Artist statement – Mind Drawing
A Mind Drawing is a detailed picture in which lines can be read in more than one way. This may cause two people looking at the same work to give totally different answers when asked what they see.
The term, ‘Mind Drawing’, describes the artist while creating the art and it also applies to the viewer when regarding the finished picture. It is a lot like seeing shapes and pictures in clouds or on bathroom walls or floors.
Each view and interpretation of the marks is valid. How could it not be? It’s what the individual sees. Each of us finds our own meanings in what we perceive in the world around us. And it is through differences in how people see that misunderstandings may arise.
Oftentimes people are not aware that others may not actually see as they do. This is where Mind Drawings are extremely valuable. They provide opportunities to show people we don’t all see the same way. Once we are aware of that possibility, we can use our words to more effectively improve communication.
When I began making Mind Drawings, I was exploring the effect context, scale and orientation had on how we see. I had been playing with this in another style that I called, ‘Boxed Art’, which uses displacement, rearrangement and photography.
I was interested in lines formed from the juxtaposition of objects. Through drawing, I was able to explore this further and to look at new textures and shading that were created, but were seen better from different distances. I want to explore this further and to gain more control over my development and placement of these effects to create layered images within the same picture.
I was also fascinated by the use of minimal and often incomplete lines that the mind completed to create a picture; and especially interested in forming two pictures from a single line, with each being apparent as you focused on one side of the line or another.
This developed to creating several pictures on different planes that shared the same lines. Anyone who has seen my Mind Drawings will know that the shapes that most often appear in these lines are faces, though my Mind Drawings are also known for the four-leafed clover that I hide in each completed Mind Drawing, just before I sign it.

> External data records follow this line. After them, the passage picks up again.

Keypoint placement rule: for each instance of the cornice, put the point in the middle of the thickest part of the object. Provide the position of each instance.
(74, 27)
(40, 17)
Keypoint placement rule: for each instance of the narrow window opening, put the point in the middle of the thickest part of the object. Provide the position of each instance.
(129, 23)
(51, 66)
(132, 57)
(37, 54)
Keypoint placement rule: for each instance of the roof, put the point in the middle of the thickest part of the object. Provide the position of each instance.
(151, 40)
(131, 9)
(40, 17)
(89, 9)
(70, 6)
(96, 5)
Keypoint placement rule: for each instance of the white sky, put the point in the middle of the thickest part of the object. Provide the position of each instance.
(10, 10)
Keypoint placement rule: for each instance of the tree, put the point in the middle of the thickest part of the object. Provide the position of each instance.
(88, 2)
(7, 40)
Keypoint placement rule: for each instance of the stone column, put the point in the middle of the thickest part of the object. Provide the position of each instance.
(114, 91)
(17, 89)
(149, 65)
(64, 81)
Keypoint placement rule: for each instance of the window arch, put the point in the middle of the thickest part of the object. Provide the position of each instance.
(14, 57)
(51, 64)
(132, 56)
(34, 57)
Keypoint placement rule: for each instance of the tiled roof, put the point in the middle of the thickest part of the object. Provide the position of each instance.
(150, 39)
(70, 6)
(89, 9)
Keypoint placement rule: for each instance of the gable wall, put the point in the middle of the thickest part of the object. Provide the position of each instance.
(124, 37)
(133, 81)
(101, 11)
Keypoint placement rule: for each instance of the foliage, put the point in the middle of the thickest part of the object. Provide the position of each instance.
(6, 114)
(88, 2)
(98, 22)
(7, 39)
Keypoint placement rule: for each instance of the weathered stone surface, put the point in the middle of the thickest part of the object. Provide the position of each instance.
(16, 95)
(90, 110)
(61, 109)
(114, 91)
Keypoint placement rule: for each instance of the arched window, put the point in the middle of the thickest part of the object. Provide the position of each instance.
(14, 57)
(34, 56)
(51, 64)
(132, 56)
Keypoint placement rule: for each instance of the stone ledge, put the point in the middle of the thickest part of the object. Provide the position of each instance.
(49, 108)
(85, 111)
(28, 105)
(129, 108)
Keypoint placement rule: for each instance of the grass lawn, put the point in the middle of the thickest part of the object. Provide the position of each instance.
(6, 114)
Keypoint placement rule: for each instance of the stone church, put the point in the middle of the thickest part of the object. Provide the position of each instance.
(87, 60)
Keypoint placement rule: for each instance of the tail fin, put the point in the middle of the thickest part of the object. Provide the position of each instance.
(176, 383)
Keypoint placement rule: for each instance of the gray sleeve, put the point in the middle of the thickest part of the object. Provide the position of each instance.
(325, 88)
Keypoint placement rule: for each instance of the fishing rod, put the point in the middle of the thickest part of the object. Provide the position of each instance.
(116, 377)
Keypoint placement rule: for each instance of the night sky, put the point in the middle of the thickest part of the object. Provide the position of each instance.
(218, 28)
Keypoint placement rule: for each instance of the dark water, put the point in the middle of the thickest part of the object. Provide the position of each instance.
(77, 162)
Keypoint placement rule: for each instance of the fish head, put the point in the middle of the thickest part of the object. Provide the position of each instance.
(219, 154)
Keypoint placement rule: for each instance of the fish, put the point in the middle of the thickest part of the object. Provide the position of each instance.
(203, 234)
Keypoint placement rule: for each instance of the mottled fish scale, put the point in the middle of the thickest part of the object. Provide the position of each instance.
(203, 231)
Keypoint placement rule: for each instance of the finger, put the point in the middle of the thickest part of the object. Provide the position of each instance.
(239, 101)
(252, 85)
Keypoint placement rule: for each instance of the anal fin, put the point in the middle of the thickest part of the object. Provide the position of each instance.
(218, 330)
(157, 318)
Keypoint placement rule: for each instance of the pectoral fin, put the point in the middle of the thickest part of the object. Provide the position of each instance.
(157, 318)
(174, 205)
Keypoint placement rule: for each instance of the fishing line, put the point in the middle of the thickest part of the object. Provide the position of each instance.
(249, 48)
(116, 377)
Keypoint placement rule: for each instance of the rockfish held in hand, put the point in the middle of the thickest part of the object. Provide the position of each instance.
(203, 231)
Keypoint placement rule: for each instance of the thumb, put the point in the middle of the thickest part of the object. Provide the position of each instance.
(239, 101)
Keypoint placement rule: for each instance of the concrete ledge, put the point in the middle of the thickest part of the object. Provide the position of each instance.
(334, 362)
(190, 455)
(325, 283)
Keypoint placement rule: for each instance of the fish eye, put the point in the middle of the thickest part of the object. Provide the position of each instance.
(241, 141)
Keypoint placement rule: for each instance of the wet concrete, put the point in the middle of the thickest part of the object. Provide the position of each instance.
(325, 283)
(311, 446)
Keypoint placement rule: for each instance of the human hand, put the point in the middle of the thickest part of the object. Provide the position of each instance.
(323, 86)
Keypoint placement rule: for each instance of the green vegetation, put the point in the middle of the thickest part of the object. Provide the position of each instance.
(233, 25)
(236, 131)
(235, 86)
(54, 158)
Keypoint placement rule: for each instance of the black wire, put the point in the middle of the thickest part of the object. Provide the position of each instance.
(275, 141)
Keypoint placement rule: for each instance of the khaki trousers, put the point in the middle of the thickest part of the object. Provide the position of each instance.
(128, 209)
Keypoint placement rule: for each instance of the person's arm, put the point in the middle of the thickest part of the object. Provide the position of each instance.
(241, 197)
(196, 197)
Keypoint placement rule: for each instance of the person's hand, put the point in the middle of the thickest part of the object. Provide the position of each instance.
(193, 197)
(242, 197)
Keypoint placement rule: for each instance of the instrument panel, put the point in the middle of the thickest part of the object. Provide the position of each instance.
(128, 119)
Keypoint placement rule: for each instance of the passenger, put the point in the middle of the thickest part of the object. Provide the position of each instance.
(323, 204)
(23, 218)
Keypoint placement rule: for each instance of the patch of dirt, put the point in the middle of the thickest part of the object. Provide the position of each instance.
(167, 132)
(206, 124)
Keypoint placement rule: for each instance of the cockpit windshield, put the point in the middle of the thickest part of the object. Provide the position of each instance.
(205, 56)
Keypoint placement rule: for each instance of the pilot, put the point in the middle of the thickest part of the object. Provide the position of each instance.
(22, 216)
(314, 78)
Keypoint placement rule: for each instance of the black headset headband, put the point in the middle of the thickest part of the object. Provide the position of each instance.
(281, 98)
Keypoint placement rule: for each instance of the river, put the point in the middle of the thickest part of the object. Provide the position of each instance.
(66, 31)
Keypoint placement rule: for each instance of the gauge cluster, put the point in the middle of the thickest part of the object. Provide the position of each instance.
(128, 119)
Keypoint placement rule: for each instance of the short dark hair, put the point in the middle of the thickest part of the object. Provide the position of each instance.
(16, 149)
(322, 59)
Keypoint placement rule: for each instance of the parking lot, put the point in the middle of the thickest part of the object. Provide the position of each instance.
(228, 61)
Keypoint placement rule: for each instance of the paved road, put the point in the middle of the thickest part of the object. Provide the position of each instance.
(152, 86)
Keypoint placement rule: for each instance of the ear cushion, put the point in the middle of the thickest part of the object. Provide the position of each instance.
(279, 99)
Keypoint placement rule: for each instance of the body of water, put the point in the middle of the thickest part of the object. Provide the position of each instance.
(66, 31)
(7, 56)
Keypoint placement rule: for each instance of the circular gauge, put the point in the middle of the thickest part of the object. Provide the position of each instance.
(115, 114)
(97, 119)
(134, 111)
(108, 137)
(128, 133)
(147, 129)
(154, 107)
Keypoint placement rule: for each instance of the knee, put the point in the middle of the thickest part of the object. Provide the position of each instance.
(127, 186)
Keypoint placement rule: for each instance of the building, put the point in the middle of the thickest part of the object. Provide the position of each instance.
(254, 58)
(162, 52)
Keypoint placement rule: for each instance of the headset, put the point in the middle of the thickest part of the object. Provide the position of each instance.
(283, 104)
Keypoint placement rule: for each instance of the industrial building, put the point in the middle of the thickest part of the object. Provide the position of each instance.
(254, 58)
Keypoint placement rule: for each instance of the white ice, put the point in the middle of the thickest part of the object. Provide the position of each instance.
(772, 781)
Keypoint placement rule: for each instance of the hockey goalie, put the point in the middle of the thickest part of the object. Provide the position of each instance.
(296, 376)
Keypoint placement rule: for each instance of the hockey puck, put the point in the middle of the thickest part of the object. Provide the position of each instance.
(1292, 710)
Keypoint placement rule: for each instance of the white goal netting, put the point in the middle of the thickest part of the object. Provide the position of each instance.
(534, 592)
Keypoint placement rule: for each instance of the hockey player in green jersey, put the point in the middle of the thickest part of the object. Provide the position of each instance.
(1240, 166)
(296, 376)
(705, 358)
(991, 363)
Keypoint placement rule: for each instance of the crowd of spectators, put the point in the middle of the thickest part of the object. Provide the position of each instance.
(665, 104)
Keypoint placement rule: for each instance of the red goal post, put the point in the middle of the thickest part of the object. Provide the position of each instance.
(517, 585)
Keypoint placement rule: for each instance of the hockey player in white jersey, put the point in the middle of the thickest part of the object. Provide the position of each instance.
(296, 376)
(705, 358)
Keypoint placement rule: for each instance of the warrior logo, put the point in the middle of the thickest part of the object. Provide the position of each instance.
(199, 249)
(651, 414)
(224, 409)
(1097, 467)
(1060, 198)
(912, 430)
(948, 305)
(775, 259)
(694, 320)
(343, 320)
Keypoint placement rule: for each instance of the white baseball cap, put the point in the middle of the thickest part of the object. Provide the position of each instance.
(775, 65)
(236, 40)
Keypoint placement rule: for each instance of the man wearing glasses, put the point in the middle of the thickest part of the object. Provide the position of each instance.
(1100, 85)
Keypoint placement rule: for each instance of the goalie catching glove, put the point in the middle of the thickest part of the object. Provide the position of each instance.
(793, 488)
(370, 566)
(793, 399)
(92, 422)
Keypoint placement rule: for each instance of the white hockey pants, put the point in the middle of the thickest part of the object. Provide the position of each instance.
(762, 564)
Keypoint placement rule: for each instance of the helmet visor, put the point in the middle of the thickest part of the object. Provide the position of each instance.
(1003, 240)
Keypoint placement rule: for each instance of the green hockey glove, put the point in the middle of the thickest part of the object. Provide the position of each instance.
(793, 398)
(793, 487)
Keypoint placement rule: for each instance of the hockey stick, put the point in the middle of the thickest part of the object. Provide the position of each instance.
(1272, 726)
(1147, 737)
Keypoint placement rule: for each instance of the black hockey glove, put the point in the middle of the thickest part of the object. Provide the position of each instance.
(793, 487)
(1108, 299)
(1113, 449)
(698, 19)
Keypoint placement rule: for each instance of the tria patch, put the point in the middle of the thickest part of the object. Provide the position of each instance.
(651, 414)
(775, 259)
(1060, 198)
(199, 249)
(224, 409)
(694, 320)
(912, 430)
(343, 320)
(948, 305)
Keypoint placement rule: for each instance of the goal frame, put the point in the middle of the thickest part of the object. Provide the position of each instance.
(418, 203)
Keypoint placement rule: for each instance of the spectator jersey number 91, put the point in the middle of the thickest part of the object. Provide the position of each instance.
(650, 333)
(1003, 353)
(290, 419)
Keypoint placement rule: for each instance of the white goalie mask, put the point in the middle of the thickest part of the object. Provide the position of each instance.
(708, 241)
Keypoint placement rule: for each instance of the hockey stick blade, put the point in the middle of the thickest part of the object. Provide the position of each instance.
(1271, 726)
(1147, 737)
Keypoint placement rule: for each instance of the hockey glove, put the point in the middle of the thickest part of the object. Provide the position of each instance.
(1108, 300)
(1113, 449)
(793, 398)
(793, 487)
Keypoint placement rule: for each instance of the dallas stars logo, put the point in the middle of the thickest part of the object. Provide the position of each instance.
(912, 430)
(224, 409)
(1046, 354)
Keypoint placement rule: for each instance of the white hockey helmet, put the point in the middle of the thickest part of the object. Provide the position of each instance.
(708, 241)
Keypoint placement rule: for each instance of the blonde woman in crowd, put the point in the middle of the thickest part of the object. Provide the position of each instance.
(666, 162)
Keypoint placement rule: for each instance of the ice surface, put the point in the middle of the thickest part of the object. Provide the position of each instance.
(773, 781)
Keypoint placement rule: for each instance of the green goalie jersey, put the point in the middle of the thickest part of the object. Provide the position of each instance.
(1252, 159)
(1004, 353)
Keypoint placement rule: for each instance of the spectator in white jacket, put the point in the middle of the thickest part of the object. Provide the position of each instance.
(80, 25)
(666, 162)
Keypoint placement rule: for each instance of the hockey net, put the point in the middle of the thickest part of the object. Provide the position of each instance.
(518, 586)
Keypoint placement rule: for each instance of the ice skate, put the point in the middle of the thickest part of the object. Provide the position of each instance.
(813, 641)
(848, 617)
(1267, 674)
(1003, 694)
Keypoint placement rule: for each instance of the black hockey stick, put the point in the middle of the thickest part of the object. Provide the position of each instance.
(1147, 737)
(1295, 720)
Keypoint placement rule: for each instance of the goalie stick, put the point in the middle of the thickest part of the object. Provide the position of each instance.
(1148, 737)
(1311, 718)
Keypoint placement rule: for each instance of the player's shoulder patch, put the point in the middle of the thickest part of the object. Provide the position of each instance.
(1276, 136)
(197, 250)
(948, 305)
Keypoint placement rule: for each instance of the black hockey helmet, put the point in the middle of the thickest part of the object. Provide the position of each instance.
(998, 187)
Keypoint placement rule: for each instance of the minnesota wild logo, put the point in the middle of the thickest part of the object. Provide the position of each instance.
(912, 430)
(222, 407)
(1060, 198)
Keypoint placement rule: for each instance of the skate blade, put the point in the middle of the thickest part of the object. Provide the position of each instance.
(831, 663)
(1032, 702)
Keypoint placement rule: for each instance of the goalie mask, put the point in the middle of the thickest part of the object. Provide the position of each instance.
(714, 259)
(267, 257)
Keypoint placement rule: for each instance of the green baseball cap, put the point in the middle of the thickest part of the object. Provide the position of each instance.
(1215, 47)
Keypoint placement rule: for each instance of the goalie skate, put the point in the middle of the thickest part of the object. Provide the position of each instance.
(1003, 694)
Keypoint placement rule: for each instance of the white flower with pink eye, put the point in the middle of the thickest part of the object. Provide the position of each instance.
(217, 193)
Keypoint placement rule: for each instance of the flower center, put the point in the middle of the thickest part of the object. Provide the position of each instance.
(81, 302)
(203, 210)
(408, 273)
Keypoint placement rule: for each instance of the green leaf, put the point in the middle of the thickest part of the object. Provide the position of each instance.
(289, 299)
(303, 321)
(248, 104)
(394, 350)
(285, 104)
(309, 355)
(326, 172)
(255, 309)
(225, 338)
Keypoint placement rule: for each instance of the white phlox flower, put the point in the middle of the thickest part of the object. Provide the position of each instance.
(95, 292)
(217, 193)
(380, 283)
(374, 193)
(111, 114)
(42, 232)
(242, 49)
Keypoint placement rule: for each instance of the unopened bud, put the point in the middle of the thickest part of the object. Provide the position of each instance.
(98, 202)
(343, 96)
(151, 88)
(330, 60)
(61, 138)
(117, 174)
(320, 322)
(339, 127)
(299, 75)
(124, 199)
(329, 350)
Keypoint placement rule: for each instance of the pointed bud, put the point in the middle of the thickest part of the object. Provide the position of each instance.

This inclusion has probably been influenced by seeking Jeff Hook’s hidden hook in his cartoons in The Sun when I was in grade 5. (Thank you, Mr Ewan Pollock, for bringing your newspaper into the class room each morning.)
I did not set out to produce the ambiguous effects of negative and positive spaces that first showed me the differences in how people see, but it is something I am trying to recreate in my new works; however, I have found the resulting images can look a bit contrived or a little distorted and strange. I look forward to working on this and maybe mastering it.
I say maybe, because I’m not entirely sure I want to be in control of all the marks I make. It seems counter to the whole Mind Drawing process where much of the image is produced in a happenstance fashion.
Therein lies part of the challenge for me, as I embark on any collection of works on a particular theme. I need to represent the subjects, icons and issues of the theme, while allowing my hand to make the subconscious marks in which I shall find the shapes I need to embellish. It’s a bit like being simultaneously awake and asleep. I have been known to sleepwalk and to act out my dreams, so I suppose that shouldn’t be too hard for me!